舒夫人已经哭得没有人样,脸颊也像瘦了许多,拉着碧儿的手,像个无助的孩子。新买的家仆贴着墙角,唯唯诺诺地接受着差官的问话。舒富贵呆痴痴地瘫坐在椅中,目光不知看向哪里。

绯儿是在凌晨时分被杀的,那时夜色最浓厚、睡眠最沉。早晨,沈妈送洗脸水进去,发现一地的血,绯儿不着寸缕地躺在地上,身子已经凉透。没有挣扎的痕迹,门也没闩。检验的仵作说,从这门可以断定行凶之人必是绯儿熟悉的人。

这个结论,让舒夫人一口气差点没背过去。她哭着对碧儿说,你说绯儿一个女儿家,整天窝在房中,招谁惹谁啦?若是病逝,也罢了,死得这么惨,让我好心疼,不着寸缕,连清白之身也不保,多可怜呀!

这样血腥的场面,君问天不允许碧儿过来,怕动了胎气。
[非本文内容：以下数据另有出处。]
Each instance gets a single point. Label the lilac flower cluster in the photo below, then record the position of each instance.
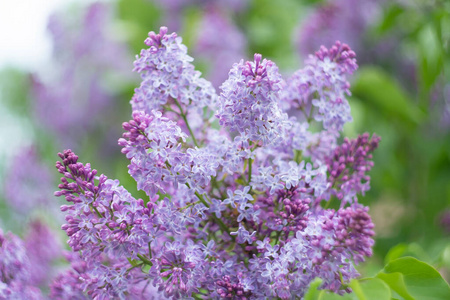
(26, 265)
(235, 206)
(70, 94)
(28, 183)
(219, 51)
(168, 77)
(320, 88)
(348, 167)
(345, 20)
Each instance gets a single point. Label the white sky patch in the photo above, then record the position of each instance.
(24, 41)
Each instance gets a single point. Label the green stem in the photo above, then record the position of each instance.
(183, 115)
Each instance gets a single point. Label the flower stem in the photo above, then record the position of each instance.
(183, 115)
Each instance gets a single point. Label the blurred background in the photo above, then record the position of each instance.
(66, 80)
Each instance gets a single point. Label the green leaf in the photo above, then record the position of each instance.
(400, 250)
(391, 17)
(313, 293)
(431, 56)
(325, 295)
(370, 289)
(378, 88)
(413, 279)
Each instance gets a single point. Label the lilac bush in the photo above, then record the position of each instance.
(240, 185)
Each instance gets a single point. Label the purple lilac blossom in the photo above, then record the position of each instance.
(319, 89)
(15, 270)
(344, 20)
(219, 51)
(168, 77)
(70, 99)
(173, 9)
(28, 183)
(226, 217)
(249, 101)
(43, 249)
(348, 166)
碧儿不依,他无奈,只得前前后后地盯着。碧儿想去看绯儿最后一眼,君问天俊脸一板,“我以为你和舒家……没有什么感情。”

确实没有血浓于水的亲情,唯有一点感谢之情,感谢他们给了她身份,给了她一个寄身之处。这就代表他们不是陌生人。

绯儿已经被盖上了白布,房内的血腥味很重,碧儿就在门口站了站,别过头去,不忍多看。绯儿心高气傲,对未来充满了美好的憧憬,没想到,死得这么早、这么惨。碧儿埋在君问天怀中哭了起来。
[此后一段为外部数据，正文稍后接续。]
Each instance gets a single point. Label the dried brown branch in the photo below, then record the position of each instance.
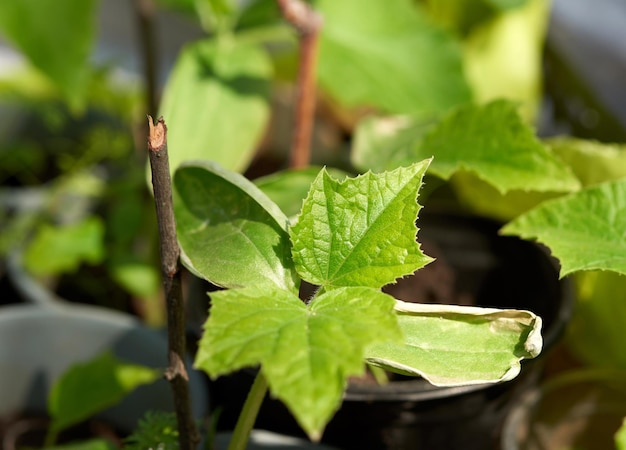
(176, 372)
君问天轻声安慰碧儿的一幕,落入舒夫人的眼帘。一时间,感慨万千。

舒夫人双目红肿,把碧儿拉进客厅,看着门外的君问天,说道:“我和你爹爹曾经指望绯儿嫁给君堡主,你能嫁给韩少爷,这样,你们姐俩就都有一辈子享不完的荣华富贵。人算哪比天算,君堡主看上的是你,绯儿被人奸杀……从小到大,一直以为你不如绯儿,疼你也不及绯儿多。你刚生下不久,你爹爹有次喝醉,甚至偷偷把你抱走,扔到草原那个大湖里,谁知道有人路过,又把你救了回来。想来绯儿的福太浅,都享在前头了,而你苦在前面,以后会过得更好,君堡主好像很疼你。可怜我的绯儿……”说着,舒夫人又一把眼泪一把鼻涕地哭开了。

碧儿呆住:“娘亲,您说……我小时候曾经被扔进那个大湖里?”

“嗯,就是通往和林城官道边的一个大湖!”

“我小的时候是什么样?”手心泛起密密的冷汗,碧儿紧张得有点喘不过气来。

“总像少了一魄,魂不附体似的,净闯祸,动不动就跑没了。去年秋天才正常了些。”

碧儿咽了咽口水,黯然地看着舒夫人,那些迷途的日子里,她在寻找自己吗?也许她真的是舒家的碧儿,很小的时候就穿越到了二十一世纪,被方宛青女士捡到,做了林仁兄的妹妹。因为是龙凤胎,她和林仁兄不大像也不足为奇,可事实上他们差异太大了。不,不可能的,方宛青女士和林书白先生太疼她了,她可以否定一切,但不会怀疑自己不是方宛青亲生的。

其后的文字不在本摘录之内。